Oracle 11g Database doet alle simpele DBA taken zelf – en de uitdaging voor de Database Administrator is verschoven naar groter en interessanter, zeker als 24/7 beschikbaarheid, virtualisatie en de cloud als infrastructuur opduiken. Middleware administratie en integrale security zijn zomaar twee nieuwe uitdagingen op de weg van de administrator, naast een verdergaande consolidatie en professionalisering van deployment en monitoring.

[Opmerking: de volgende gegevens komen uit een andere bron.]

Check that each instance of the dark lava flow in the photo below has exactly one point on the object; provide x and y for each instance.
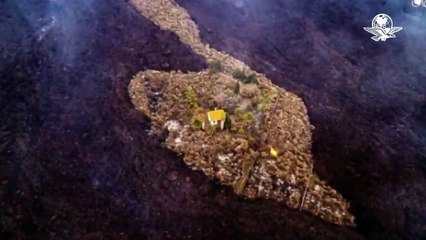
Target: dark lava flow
(367, 100)
(75, 160)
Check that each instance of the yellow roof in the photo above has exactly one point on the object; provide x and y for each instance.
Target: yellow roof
(217, 115)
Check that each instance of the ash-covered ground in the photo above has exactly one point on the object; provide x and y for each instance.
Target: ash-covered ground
(76, 161)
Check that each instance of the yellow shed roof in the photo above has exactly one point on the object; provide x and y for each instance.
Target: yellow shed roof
(217, 115)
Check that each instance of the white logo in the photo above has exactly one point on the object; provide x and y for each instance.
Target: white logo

De uitdaging voor de Oracle professional lijkt duidelijk: hoe kies je je weg naar de toekomst? Om interessante klussen te blijven (gaan?) doen is het nodig om aansluiting te vinden bij de ontwikkelingen in de markt. Eerst moet je natuurlijk goed inzicht hebben in wat die ontwikkelingen zijn – in de markt in het algemeen en binnen de Oracle technology stack in het bijzonder. Dan moet je uitvinden hoe je vanuit je huidige kennis en ervaring de aansluiting vindt en jezelf prepareert voor het werken met de huidige en komende technologie. En tenslotte moet je het gaan doen – kennis vergaren, ervaring opdoen en je profileren om de passende klussen op te kunnen pakken.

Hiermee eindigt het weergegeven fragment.